Under the influence of Czerny's and Finkelstein's German doctrine, we have used a very inadequate substitute for breast milk: diluted cow's milk. Nevertheless, it had a favourable effect on the reduction of infant mortality and infantile diarrhoea. At the time, we were not aware of the adverse sequelae associated with this diet.
The sodium load, as well as the load of other salts, was excessive. The total protein load was also too large. Moreover, human milk contains albumin, while in cow's milk casein predominates. Many authors have provided unequivocal evidence of the excessive sodium load of formula-fed infants. As evidence I am presenting only an illustration (fig. 1). A cow's-milk-formula diet causes a considerable increase in sodium intake. On a mean daily intake of 10 g of sodium chloride in adults (recent recommendations are 6 g day) the intake per kilogram of body weight is only 2 milliequivalents of sodium. The osmotic load of a formula-fed infant is thus double the load of adults. If given soup, the infant's osmotic load may be even treble. This means that at the age of about four months our infants have the highest salt intake in their lives.
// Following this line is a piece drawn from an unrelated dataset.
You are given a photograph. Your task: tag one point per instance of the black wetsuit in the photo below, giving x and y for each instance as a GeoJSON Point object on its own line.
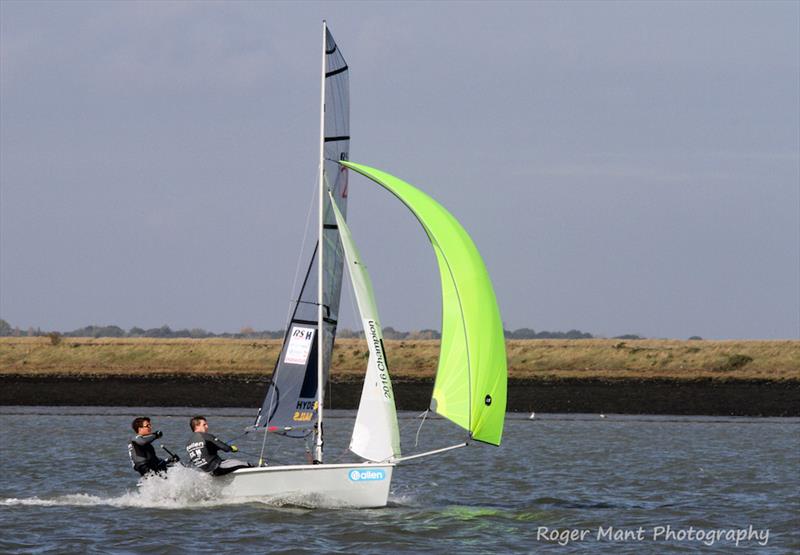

To this we have to add, under conditions in Czechoslovakia and other eastern European countries, adverse ecological conditions. Because of the high nitrate content of drinking water, it was recommended to dilute tap water in Prague and elsewhere with mineral waters at a 1:1 ratio. This increased the salt load even more. In Germany water with a low sodium content was recommended.
I maintain that this sodium load in early infancy is excessive. It is especially unfavorable in genetically disposed infants and those with infections or who are otherwise debilitated. In the case of renal immaturity it can be one of the main causes of risk for the development of hypertension during adolescence and adulthood. The kidney in early infancy is an immature excretory organ which can easily reach the borderline of its excretory capacity in the case of a large supply of protein-breakdown products and salts.
I believe that the contemporary high morbidity and mortality from cardiovascular diseases in Czechoslovakia and other countries is evidence of errors we have committed.